In an age when divorce is increasingly common, the lucky couples who do stay together aren’t enjoying fairy-tale romance; more often, their unions are enduring but lukewarm at best. Can we really call that a win? After surveying 1,879 married (and formerly married) people online (and 50 in person) about what’s really going on behind closed doors, Pamela Haag wrote Marriage Confidential: Love in the Post-Romantic Age to bring these private struggles faced by so many Americans to light. Here’s what you can learn from them–and how you can avoid becoming one of them.
In your book, you talk about “semi-happy marriages.” Tell me what that means.

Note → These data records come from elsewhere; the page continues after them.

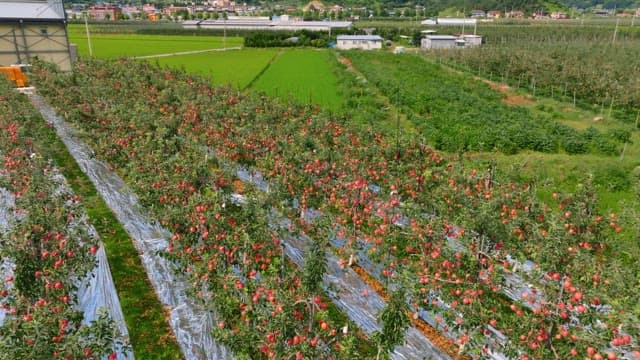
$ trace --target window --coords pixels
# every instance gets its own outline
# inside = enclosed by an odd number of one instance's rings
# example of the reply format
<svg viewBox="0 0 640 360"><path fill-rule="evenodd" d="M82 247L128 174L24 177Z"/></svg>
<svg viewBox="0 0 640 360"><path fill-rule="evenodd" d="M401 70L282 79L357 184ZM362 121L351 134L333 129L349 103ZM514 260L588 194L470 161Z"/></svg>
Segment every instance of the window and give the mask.
<svg viewBox="0 0 640 360"><path fill-rule="evenodd" d="M47 31L46 27L40 28L40 35L44 35L44 36L49 35L49 32Z"/></svg>

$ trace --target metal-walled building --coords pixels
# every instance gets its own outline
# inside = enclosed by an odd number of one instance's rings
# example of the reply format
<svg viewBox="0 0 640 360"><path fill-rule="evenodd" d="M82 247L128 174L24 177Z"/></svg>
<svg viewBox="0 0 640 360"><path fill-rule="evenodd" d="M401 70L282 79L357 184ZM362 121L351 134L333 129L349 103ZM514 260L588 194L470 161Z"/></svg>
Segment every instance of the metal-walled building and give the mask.
<svg viewBox="0 0 640 360"><path fill-rule="evenodd" d="M453 35L427 35L422 39L423 49L453 49L456 47L457 37Z"/></svg>
<svg viewBox="0 0 640 360"><path fill-rule="evenodd" d="M0 65L28 64L34 58L71 70L71 52L62 0L0 0Z"/></svg>
<svg viewBox="0 0 640 360"><path fill-rule="evenodd" d="M342 50L382 49L382 38L378 35L338 35L336 40L338 41L336 48Z"/></svg>
<svg viewBox="0 0 640 360"><path fill-rule="evenodd" d="M427 35L420 43L423 49L454 49L482 45L482 36L471 34L460 35Z"/></svg>

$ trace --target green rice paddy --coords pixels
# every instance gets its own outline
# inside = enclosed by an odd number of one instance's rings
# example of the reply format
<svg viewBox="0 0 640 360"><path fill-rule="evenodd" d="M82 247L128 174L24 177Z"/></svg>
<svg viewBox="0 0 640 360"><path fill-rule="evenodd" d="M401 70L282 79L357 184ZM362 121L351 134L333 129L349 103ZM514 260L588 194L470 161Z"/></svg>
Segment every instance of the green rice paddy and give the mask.
<svg viewBox="0 0 640 360"><path fill-rule="evenodd" d="M239 37L92 33L91 25L89 31L93 56L98 58L222 49L242 46L243 42ZM69 26L69 42L77 45L80 56L89 56L89 43L84 25Z"/></svg>
<svg viewBox="0 0 640 360"><path fill-rule="evenodd" d="M281 99L318 104L330 111L342 108L343 100L338 95L338 79L335 74L336 59L327 50L219 51L242 47L242 38L143 35L124 31L127 29L122 29L122 32L117 30L117 27L105 28L103 25L89 24L94 57L146 57L194 52L152 57L146 61L205 76L215 85L230 85L239 89L251 87ZM89 56L85 26L71 24L68 32L69 41L77 45L79 56Z"/></svg>
<svg viewBox="0 0 640 360"><path fill-rule="evenodd" d="M336 61L328 50L283 50L252 88L338 111L343 100L338 94Z"/></svg>
<svg viewBox="0 0 640 360"><path fill-rule="evenodd" d="M205 76L217 85L243 89L276 54L277 50L274 49L242 49L162 57L149 61Z"/></svg>

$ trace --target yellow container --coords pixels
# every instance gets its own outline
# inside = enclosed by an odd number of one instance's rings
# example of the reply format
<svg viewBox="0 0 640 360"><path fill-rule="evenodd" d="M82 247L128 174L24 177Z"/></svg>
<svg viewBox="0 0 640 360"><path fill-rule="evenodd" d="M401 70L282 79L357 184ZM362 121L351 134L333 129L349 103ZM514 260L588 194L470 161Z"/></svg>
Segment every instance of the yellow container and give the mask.
<svg viewBox="0 0 640 360"><path fill-rule="evenodd" d="M27 75L22 72L21 66L0 66L0 73L6 74L10 81L13 81L17 87L25 87L29 84Z"/></svg>

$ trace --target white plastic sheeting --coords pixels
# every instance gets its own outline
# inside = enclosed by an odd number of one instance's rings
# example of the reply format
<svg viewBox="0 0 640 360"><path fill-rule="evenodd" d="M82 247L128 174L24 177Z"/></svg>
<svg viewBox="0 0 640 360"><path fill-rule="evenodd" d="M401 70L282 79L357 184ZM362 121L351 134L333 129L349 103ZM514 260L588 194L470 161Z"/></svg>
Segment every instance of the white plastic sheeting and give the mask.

My definition of a “semi-happy” marriage is one where at least one of the spouses is up at night worrying about divorce. In my book I describe marriages in the “post-romantic” fashion. These marriages are more pragmatic than ecstatic; more comfortable than dazzling. One popular variation is the marriage that’s pretty much defined as a coparenting relationship…. Another variation that’s extremely common: the spouse-as-best-friend marriage. In these marriages, the spouses really do function as buddies. The upside: The marriage tends to be stable and amiable. The downside: It can lose its traction, or passion, pretty fast. Finally, there are sexless marriages, where passion takes a serious backseat, or the couple just doesn’t have a sex life. This is not uncommon; talk to enough married people and the confessions pour forth.